Она скончалась, глядя на икону Жениха Христа и говоря: «Чертог Твой вижду…»[14], – а в конце добавила: «Господи, прими дух мой», – после чего закрыла глаза, чтобы открыть их снова в немеркнущем свете Царства Божия. Все окружавшие её сетовали: «Потеряли мы нашу учительницу, нашу утешительницу».
Да будет вечной память о ней!
Лени из Египта
Ленио родилась и выросла в Александрии, знаменитом египетском городе, в семье греков, но на нашем острове к имени обычно добавляют место происхождения, чтобы не путать людей с одинаковыми именами (например, Янис Сельский, который родился на этом же острове, но в селе Аэтокефалос). Посещение храмов греческой Александрии дало ей настоящее христианское воспитание, у неё была прекрасная душа и деликатное обхождение. Она была красива, как арабские девушки Египта, и аристократична, как служанка фараона.
Ей посчастливилось встретить дядю Антония, который был самым добрым из жителей нашего острова. Он работал в одной александрийской пекарне. Как-то раз, пойдя за хлебом, Ленио познакомилась с этим уроженцем Пароса.

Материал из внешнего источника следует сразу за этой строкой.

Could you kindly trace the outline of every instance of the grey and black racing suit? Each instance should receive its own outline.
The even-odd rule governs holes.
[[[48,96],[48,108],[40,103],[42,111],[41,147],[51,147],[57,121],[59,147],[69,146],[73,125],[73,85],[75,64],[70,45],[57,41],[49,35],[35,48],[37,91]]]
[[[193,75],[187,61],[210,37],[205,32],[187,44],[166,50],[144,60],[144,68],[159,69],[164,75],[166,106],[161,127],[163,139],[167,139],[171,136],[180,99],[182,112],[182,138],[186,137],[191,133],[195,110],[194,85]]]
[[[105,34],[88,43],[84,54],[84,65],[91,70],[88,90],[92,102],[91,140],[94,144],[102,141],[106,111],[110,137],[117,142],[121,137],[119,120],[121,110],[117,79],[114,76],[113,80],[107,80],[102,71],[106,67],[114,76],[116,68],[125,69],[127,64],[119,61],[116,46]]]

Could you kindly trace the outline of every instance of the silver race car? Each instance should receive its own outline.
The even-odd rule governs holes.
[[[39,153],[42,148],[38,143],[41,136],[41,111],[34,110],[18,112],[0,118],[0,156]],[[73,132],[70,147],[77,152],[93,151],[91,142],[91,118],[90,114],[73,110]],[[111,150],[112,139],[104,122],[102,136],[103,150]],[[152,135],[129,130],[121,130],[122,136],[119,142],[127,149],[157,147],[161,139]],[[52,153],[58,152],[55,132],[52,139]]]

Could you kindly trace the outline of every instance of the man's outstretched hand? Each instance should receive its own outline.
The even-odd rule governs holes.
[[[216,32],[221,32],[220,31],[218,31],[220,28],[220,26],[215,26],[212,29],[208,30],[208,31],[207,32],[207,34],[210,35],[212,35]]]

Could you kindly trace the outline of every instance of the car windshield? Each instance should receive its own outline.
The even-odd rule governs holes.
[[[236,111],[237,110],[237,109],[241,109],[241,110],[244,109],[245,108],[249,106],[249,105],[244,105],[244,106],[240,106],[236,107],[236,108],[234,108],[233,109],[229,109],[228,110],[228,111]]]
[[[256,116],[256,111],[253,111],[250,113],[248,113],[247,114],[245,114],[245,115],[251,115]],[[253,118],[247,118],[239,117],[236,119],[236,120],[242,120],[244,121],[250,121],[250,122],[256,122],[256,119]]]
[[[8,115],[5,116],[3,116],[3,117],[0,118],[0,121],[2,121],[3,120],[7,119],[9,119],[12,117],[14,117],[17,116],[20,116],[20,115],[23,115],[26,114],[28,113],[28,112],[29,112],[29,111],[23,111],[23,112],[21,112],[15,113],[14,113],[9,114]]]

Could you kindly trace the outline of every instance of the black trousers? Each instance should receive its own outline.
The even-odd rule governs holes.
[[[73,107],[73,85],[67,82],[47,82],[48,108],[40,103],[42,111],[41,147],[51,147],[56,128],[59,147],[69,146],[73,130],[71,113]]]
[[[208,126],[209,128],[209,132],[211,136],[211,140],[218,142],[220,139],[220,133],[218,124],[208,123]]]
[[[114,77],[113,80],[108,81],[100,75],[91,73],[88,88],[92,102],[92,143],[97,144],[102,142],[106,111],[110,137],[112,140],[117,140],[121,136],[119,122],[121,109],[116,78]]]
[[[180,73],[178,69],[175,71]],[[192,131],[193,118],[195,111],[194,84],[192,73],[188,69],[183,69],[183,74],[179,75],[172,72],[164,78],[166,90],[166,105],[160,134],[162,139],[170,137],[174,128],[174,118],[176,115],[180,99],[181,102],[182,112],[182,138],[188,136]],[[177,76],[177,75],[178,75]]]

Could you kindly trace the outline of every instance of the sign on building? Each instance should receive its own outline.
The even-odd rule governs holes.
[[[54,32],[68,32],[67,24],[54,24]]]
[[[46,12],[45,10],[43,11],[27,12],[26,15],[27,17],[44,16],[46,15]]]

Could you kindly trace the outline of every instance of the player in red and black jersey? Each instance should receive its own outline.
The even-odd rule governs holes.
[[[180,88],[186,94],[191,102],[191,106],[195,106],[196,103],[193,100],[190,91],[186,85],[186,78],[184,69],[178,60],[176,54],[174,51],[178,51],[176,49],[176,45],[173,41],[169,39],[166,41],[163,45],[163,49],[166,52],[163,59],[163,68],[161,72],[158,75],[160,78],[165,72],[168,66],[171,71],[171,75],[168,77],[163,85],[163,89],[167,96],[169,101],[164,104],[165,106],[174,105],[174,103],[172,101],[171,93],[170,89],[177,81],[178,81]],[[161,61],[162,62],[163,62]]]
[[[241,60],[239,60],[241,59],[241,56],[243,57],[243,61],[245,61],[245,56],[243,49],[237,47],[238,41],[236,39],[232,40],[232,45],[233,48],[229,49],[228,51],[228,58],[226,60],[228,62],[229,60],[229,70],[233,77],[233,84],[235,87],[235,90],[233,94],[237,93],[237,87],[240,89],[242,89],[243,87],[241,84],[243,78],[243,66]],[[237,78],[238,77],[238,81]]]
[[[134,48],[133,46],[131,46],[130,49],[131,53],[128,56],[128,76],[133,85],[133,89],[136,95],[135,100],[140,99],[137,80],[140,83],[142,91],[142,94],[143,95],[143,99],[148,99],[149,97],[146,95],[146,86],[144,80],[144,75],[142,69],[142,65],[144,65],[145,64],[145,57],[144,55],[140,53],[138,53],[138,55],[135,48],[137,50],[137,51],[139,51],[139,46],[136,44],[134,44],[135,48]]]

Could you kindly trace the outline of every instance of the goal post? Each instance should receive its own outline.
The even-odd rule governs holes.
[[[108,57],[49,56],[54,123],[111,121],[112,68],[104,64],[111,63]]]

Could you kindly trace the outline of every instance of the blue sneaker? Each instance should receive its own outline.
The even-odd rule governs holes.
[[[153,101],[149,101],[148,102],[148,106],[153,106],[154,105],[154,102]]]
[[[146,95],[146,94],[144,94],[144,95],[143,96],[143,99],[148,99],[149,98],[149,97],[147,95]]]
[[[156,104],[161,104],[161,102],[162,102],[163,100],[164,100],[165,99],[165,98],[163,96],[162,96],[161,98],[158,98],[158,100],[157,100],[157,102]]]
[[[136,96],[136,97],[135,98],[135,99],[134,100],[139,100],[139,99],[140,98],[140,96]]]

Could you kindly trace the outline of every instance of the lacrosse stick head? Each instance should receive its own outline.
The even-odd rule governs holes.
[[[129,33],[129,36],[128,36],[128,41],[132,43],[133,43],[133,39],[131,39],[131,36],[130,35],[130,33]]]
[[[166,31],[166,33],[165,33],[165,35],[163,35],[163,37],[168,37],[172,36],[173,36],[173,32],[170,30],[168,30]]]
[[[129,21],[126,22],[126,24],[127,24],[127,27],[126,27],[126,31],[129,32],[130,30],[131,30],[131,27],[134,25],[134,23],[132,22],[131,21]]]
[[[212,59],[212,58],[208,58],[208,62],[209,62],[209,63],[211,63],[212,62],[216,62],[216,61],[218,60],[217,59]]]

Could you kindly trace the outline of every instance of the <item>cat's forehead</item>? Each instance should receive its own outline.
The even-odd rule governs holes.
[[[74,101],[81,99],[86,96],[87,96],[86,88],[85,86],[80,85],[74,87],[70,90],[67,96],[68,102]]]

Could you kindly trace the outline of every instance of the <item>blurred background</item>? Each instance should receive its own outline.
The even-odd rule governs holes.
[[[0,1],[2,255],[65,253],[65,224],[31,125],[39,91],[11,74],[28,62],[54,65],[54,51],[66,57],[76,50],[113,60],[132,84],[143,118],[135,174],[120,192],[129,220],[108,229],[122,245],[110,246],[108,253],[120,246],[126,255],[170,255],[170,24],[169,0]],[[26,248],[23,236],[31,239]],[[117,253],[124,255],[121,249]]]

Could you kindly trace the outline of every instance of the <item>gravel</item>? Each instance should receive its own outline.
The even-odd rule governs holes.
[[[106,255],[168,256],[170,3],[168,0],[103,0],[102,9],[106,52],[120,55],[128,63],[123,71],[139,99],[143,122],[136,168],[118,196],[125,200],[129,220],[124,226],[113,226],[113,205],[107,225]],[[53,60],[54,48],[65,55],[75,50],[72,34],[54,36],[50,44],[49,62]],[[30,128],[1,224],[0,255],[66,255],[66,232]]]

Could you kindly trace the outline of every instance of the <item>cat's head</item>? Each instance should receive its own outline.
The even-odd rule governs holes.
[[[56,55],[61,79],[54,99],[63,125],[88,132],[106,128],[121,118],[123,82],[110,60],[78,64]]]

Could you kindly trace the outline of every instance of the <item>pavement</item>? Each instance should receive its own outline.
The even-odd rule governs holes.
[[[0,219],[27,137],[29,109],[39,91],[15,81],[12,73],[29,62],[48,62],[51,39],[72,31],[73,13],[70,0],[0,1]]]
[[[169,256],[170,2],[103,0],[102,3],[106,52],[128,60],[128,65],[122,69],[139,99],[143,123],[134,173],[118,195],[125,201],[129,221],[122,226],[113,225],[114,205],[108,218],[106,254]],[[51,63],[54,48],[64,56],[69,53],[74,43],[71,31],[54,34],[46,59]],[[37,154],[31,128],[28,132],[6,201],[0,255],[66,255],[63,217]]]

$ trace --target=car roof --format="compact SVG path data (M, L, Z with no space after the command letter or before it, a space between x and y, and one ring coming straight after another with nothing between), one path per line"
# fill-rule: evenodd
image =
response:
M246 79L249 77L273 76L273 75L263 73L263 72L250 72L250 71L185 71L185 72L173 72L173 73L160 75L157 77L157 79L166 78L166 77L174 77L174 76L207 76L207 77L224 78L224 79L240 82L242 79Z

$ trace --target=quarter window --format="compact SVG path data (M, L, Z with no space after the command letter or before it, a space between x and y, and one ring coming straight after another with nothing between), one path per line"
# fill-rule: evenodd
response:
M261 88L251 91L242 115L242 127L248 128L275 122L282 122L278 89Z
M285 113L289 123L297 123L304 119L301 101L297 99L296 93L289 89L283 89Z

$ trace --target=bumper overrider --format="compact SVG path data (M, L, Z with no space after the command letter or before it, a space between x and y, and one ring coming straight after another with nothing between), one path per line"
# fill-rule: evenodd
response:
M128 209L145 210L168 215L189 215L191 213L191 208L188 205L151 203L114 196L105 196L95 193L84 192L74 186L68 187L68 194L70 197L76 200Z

Она быстро привязалась к нему, но ей трудно было примириться с необходимостью оставить ради него свой большой город и провести всю свою жизнь на каком-то Паросе – бесплодном острове в Эгейском море. Чтобы завлечь её туда, Антоний рассказывал ей о садах и померанцевых деревьях, которые будто бы росли в его имении, доставшемся ему от отца по наследству. В конце концов она согласилась выйти замуж за Антония и переехать с ним на Парос. Так Ленио покинула свой прекрасный родной город, чтобы никогда уже туда не вернуться. Остров оказался вовсе не таким чудесным, как она ожидала. Когда дядя Антоний привёз её в местность Ставрос, где находился его дом и хозяйство, то Ленио стала искать сады и парки, о которых он ей рассказывал.
– Где же, муженёк, твои лимонные и апельсиновые деревья?! Да здесь одни кусты да колючки! Где сады?! Здесь нет даже воды для питья!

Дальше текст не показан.